Texas inmate Duane Buck argues he received death sentence due to his race
WASHINGTON The Supreme Court left little doubt Wednesday that it will side with a black Texas prison inmate who argues improper testimony about his race tainted his death sentence.
The justices often are divided on death penalty cases, but conservatives and liberals alike agreed that inmate Duane Buck is entitled to a new court hearing.
The only issue in arguments at the high court appeared to be whether to throw out Buck’s sentence altogether and order a new punishment hearing. The court also could merely instruct lower courts to decide whether the death sentence can stand.
Buck has been trying for years to get federal courts to look at his claim that his rights were violated when jurors were told by a defense expert witness that Buck was more likely to be dangerous in the future because he is black.
In Texas death penalty trials, one of the “special issues” jurors must consider when deciding punishment is whether the defendant they’ve convicted would be a future danger.
“What occurred at the penalty phase is indefensible,” Justice Samuel Alito said in a comment that was widely shared by the six other justices who asked questions Wednesday. Justice Clarence Thomas asked no questions, as is his custom.
The high court appeal is not a broad challenge to the death penalty in Texas, the nation’s leader by far in carrying out 537 executions since the Supreme Court in 1976 allowed capital punishment to resume. Rather, it shows the justices’ heightened attention to the process in capital cases, from sentencing to execution. This is especially true in older cases, like Buck’s, in which the quality of defense lawyers is at issue.
The New Orleans-based 5th U.S. Circuit Court of Appeals refused attempts by Buck’s attorneys to reopen the case, blocking them from moving forward with an appeal contending Buck’s constitutional right to a competent lawyer was violated.
Buck’s case was among six in 2000 that then-Texas Attorney General John Cornyn in a news release said needed to be reopened because statements by the expert witness, Dr. Walter Quijano, were racially charged. In the other five cases, new punishment hearings were held and each convict again was sentenced to death. Cornyn, a Republican, is now the state’s senior U.S. senator.

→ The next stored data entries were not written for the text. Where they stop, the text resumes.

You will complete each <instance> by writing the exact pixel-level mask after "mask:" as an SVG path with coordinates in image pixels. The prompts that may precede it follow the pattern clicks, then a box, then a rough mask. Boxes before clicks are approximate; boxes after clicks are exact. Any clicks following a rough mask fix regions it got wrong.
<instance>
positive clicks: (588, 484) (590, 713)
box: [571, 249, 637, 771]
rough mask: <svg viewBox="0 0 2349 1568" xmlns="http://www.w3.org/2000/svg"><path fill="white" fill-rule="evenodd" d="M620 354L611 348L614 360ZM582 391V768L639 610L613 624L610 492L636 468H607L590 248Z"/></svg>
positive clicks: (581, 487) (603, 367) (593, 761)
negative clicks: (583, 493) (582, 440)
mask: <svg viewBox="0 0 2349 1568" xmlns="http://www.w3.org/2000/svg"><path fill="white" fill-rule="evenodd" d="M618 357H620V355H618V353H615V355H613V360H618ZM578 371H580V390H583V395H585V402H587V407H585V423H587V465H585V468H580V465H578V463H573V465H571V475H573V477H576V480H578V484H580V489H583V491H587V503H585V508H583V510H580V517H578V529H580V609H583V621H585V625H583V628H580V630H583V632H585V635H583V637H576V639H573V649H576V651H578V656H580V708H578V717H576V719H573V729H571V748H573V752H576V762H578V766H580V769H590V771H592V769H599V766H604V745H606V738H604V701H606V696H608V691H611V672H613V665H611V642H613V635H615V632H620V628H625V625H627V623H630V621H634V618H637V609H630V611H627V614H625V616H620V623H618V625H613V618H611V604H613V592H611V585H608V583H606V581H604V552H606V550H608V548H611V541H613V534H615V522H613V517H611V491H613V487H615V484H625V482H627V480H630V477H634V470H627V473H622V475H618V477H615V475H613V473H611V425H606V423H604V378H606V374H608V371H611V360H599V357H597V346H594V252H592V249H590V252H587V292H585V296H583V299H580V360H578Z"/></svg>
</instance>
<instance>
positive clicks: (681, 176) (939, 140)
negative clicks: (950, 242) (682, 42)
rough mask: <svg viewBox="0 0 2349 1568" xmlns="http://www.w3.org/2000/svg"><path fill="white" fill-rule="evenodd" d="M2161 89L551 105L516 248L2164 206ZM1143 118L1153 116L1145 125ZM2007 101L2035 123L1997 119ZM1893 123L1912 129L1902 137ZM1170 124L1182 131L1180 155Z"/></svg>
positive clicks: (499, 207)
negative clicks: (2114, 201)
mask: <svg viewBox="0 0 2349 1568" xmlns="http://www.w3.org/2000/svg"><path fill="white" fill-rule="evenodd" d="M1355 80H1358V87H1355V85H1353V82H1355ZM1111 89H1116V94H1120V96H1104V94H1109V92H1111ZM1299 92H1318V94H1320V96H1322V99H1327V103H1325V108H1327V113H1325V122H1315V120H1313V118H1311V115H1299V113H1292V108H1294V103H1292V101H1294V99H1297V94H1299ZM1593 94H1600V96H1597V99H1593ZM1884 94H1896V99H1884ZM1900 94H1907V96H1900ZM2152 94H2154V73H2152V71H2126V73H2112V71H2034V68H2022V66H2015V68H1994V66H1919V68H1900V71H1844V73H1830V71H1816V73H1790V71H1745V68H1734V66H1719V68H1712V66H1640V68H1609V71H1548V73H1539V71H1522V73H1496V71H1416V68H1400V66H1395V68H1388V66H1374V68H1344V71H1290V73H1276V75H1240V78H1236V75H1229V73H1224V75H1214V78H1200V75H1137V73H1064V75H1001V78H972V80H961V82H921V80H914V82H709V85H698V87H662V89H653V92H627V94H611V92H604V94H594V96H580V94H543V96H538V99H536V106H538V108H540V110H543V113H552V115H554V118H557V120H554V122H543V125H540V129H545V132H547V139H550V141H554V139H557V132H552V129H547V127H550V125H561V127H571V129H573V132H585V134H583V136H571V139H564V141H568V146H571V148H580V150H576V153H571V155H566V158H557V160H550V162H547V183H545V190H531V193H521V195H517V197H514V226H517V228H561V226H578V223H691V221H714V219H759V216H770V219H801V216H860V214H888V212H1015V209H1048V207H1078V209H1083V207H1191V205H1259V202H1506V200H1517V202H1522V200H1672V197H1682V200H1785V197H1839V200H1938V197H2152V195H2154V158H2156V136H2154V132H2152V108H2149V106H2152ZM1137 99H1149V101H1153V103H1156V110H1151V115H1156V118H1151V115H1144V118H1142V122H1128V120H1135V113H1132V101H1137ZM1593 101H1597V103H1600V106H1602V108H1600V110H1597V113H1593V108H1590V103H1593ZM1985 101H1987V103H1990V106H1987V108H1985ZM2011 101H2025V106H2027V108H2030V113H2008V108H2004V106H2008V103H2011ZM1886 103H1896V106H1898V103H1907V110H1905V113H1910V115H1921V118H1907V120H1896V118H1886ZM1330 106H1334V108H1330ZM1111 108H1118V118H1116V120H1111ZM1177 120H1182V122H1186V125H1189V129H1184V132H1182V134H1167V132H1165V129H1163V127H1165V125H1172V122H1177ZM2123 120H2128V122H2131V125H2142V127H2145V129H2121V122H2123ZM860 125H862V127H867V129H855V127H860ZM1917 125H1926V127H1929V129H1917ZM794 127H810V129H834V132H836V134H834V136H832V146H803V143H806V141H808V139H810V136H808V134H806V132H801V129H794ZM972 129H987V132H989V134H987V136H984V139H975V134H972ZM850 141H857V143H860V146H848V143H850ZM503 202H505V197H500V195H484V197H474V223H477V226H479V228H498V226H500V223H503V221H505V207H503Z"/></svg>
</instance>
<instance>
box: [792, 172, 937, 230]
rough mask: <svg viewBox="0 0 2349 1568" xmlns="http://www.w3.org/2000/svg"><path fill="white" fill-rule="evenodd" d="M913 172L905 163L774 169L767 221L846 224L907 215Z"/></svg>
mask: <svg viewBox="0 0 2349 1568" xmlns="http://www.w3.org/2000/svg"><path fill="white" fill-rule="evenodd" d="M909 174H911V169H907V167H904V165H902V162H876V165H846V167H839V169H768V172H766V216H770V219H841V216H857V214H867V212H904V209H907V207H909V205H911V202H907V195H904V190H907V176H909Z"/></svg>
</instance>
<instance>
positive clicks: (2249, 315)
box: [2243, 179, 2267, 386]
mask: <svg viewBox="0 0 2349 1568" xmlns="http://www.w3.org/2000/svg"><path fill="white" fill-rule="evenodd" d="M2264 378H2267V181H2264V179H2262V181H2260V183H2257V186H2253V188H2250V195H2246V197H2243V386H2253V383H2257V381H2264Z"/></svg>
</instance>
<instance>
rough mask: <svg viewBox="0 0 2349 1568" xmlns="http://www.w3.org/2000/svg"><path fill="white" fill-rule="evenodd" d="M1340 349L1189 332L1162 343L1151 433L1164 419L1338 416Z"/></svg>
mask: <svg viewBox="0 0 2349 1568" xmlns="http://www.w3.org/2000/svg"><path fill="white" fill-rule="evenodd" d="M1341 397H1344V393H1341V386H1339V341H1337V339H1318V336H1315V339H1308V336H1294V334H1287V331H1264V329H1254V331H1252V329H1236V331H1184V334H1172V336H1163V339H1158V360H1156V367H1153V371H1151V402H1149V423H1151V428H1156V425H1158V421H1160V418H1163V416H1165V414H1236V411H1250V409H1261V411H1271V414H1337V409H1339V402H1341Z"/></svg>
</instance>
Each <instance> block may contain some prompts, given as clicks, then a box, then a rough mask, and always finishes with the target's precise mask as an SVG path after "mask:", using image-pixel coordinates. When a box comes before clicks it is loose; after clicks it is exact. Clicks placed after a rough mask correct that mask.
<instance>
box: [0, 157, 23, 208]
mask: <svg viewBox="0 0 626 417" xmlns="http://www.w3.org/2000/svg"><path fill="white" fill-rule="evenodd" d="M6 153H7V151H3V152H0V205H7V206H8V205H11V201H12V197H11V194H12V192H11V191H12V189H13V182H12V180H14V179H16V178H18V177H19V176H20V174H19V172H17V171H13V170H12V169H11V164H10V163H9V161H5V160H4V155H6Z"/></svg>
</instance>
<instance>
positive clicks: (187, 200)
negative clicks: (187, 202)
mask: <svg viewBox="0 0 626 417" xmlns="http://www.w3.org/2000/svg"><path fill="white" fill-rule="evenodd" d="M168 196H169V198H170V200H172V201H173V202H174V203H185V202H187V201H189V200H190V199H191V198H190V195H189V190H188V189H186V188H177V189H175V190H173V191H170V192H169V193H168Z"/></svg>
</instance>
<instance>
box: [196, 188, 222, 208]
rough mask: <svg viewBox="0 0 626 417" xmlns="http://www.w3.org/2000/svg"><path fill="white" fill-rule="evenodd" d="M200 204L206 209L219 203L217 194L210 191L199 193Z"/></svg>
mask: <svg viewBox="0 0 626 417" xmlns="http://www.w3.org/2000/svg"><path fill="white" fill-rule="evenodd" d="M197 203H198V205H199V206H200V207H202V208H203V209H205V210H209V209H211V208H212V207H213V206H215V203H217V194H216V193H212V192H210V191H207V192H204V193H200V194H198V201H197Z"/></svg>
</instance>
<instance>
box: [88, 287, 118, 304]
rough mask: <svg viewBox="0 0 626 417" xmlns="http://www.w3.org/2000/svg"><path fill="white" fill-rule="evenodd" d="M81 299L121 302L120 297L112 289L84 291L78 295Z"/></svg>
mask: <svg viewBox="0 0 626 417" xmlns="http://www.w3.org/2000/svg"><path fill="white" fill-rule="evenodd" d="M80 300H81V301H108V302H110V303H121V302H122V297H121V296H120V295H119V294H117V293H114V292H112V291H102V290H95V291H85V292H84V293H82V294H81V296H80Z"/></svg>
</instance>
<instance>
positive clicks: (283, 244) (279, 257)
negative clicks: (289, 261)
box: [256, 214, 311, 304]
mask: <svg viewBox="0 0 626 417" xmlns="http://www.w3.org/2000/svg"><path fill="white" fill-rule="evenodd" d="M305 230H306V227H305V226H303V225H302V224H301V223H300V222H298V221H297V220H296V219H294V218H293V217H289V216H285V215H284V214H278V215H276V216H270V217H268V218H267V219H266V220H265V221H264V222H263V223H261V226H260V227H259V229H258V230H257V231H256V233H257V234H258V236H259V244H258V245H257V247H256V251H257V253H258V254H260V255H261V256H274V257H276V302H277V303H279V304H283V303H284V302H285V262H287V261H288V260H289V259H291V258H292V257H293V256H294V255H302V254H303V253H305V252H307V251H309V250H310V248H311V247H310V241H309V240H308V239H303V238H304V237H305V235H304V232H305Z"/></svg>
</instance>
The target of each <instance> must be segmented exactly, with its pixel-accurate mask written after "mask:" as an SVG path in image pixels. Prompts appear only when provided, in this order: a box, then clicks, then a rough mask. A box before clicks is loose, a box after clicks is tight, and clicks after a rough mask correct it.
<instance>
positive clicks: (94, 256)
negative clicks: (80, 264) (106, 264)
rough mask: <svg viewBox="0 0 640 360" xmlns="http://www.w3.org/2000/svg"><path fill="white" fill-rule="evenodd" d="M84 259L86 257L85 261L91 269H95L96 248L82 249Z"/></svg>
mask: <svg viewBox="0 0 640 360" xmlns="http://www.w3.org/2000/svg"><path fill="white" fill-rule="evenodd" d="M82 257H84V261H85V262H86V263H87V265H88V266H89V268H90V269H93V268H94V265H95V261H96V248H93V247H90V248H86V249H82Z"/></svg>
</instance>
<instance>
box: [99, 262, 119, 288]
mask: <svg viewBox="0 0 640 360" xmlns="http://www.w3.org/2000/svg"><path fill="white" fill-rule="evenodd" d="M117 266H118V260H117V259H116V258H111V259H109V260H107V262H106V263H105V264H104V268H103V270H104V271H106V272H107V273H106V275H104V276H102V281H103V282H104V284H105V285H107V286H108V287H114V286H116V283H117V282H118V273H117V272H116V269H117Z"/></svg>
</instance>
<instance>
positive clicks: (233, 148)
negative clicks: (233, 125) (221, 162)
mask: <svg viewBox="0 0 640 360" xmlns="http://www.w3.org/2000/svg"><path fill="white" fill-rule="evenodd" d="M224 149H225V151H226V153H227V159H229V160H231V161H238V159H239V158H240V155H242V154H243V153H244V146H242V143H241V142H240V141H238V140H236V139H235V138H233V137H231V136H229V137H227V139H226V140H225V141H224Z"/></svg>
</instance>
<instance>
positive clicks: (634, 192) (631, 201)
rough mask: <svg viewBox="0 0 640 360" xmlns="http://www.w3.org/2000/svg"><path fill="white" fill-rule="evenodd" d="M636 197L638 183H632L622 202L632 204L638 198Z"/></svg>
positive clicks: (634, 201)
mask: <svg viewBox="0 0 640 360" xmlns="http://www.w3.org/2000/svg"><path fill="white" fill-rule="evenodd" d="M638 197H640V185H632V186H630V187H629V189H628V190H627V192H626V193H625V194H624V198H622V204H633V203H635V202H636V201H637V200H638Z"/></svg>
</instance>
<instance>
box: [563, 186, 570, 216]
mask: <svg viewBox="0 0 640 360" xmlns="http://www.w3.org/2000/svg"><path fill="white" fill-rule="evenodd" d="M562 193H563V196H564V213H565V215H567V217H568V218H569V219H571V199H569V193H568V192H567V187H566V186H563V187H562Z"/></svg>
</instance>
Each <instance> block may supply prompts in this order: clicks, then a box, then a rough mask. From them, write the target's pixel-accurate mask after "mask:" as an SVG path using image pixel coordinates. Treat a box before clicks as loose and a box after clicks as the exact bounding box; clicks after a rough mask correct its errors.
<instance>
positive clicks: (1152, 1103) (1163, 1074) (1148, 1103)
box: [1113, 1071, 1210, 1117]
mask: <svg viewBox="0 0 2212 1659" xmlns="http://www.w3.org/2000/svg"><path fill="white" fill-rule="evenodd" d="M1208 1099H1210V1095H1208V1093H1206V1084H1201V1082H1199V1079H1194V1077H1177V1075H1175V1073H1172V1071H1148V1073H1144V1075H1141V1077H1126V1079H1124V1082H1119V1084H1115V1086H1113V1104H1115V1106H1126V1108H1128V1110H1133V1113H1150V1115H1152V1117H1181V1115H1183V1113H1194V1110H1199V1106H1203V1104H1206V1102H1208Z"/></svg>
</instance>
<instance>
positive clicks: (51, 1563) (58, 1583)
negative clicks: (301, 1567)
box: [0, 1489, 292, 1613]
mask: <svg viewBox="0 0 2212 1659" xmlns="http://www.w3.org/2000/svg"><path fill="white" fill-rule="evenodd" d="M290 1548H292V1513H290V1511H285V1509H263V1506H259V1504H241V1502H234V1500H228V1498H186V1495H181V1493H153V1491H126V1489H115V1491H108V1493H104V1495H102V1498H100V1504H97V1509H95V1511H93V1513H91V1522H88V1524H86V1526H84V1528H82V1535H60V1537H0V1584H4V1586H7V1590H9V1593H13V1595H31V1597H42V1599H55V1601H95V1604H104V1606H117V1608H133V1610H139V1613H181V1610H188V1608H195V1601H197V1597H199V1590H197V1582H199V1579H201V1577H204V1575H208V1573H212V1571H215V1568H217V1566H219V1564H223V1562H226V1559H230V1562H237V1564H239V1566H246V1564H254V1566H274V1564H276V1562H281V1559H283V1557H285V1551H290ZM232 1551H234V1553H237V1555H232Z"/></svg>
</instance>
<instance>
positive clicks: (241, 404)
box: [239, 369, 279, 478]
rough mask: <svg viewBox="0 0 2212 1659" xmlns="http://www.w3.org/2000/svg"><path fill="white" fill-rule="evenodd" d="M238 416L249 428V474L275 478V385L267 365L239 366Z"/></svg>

Buck’s lawyers contended the attorney general, by then Cornyn’s successor Greg Abbott, broke a promise by contesting his case, although the 5th Circuit said while that circumstance was “odd and factually unusual,” they could find nothing in the case record to indicate the state made an error or promised not to oppose any move to reopen the case. Abbott now is the state’s governor.
Texas Solicitor General Scott Keller defended the appellate ruling Wednesday because he said there is ample evidence to support a death sentence.
Buck, now 53, does not dispute that he shot and killed his ex-girlfriend, Debra Gardner, 32, about a week after breaking up with her, and another man in 1995. He also shot his stepsister, who survived.
Buck at the time was on parole after serving about a year of a 10-year prison term for delivery of cocaine. He also had a previous conviction for unlawfully carrying a weapon.
Still, no justice appeared to endorse Keller’s argument that the appellate ruling should be upheld.
Christina Swarns, Buck’s lawyer at the Supreme Court, sought at one point to place Buck’s case in the broader context of issues of race in the criminal justice system, telling the justices that the need to eradicate racial prejudice “is as urgent today as at any time in our nation’s history.”
The debate at the court was mostly over how the justices might rule in Buck’s favor.
The justices could decide there was a “constitutional violation in this case and the court of appeals was wrong to say there wasn’t,” Chief Justice John Roberts said. Such a ruling would result in a new sentencing hearing for Buck.
Justice Elena Kagan said a decision instead could focus on the appeals court’s approach to inmates who wish to reopen their cases in unusual circumstances, which would leave the decision on the death sentence to a lower court. Such a ruling might affect other inmates in the three states covered by the 5th Circuit - Louisiana, Mississippi and Texas.
Kagan cited figures produced by Buck’s lawyers that prisoners in the 5th Circuit are far less likely to be allowed to pursue their appeals than prisoners in other Southern states.